Pour un pays qui brûle pour le football, l’attente est longue. Encore plus depuis que sa sélection nationale a atteint avec brio les demi-finales de la Coupe du monde, en 2022. Le Maroc veut corriger cette anomalie lors de « sa » CAN, qu’il accueille du 21 décembre au 18 janvier, et accrocher une deuxième étoile sur son maillot rouge. « C’est le rêve de tout le monde, insiste Walid Regragui, le sélectionneur, mais ça ne sert à rien de parler. Moi, ce qui m’intéresse, c’est gagner. Ce qui m’intéresse, c’est de rentrer dans l’histoire. »

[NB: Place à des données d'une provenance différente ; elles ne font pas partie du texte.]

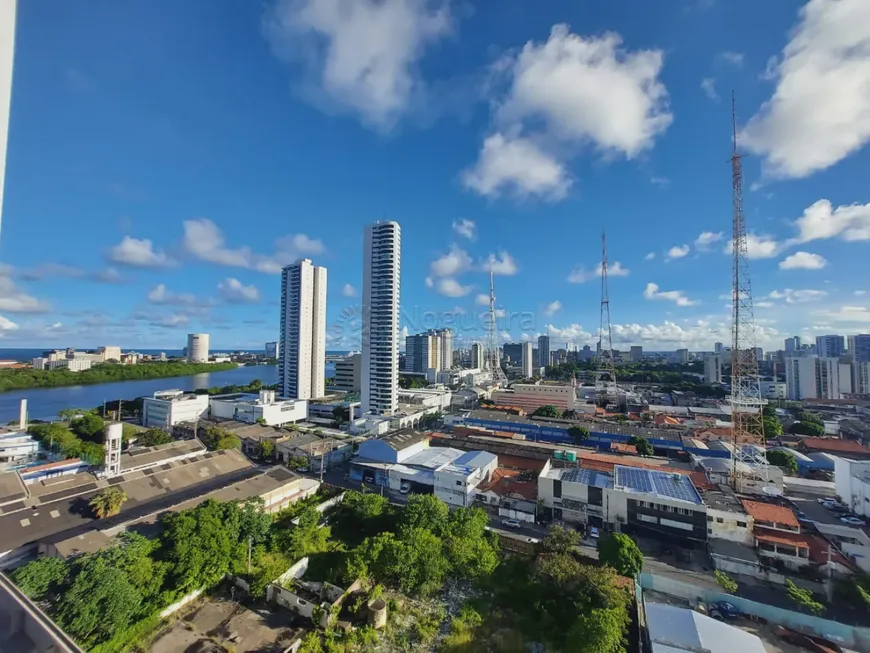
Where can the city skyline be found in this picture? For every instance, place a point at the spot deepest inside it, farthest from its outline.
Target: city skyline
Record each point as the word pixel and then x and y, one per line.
pixel 152 182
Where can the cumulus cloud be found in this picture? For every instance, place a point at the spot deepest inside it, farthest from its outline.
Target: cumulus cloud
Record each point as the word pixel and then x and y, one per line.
pixel 677 251
pixel 465 228
pixel 803 261
pixel 204 240
pixel 677 296
pixel 553 307
pixel 359 57
pixel 140 253
pixel 818 113
pixel 582 275
pixel 235 292
pixel 559 96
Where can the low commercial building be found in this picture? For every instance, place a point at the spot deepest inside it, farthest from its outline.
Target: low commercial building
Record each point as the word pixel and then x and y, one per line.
pixel 170 407
pixel 264 408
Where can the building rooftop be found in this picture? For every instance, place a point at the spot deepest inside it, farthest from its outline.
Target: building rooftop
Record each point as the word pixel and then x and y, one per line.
pixel 770 512
pixel 144 456
pixel 673 486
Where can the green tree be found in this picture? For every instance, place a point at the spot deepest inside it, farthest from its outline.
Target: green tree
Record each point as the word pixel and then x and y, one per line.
pixel 41 577
pixel 620 552
pixel 153 438
pixel 783 459
pixel 548 411
pixel 725 581
pixel 88 427
pixel 802 597
pixel 560 540
pixel 644 448
pixel 578 434
pixel 266 449
pixel 425 511
pixel 108 502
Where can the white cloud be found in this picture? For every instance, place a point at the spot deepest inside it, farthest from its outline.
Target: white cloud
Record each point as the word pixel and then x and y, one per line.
pixel 821 221
pixel 792 296
pixel 552 307
pixel 160 295
pixel 465 228
pixel 678 251
pixel 235 292
pixel 452 263
pixel 139 253
pixel 501 263
pixel 707 238
pixel 757 246
pixel 451 288
pixel 708 85
pixel 677 296
pixel 516 166
pixel 615 269
pixel 204 240
pixel 348 291
pixel 359 56
pixel 803 261
pixel 562 95
pixel 818 113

Cette histoire commence peu avant l’instauration du protectorat franco-espagnol de 1912 : les Européens s’implantent dans ce coin du Maghreb et développent ce sport en pleine ascension. L’un des premiers clubs, l’Union sportive marocaine (USM), est créé à Casablanca en 1913 et voit passer plusieurs futurs grands noms : Mario Zatelli, qui a été à quatre reprises, entre 1964 et 1973, entraîneur de l’Olympique de Marseille (OM) ; Just Fontaine, international français et meilleur buteur de tous les temps en un Mondial avec 13 réalisations en 1958 ; et même, au début des années 1940, Marcel Cerdan avant qu’il ne devienne une légende de la boxe.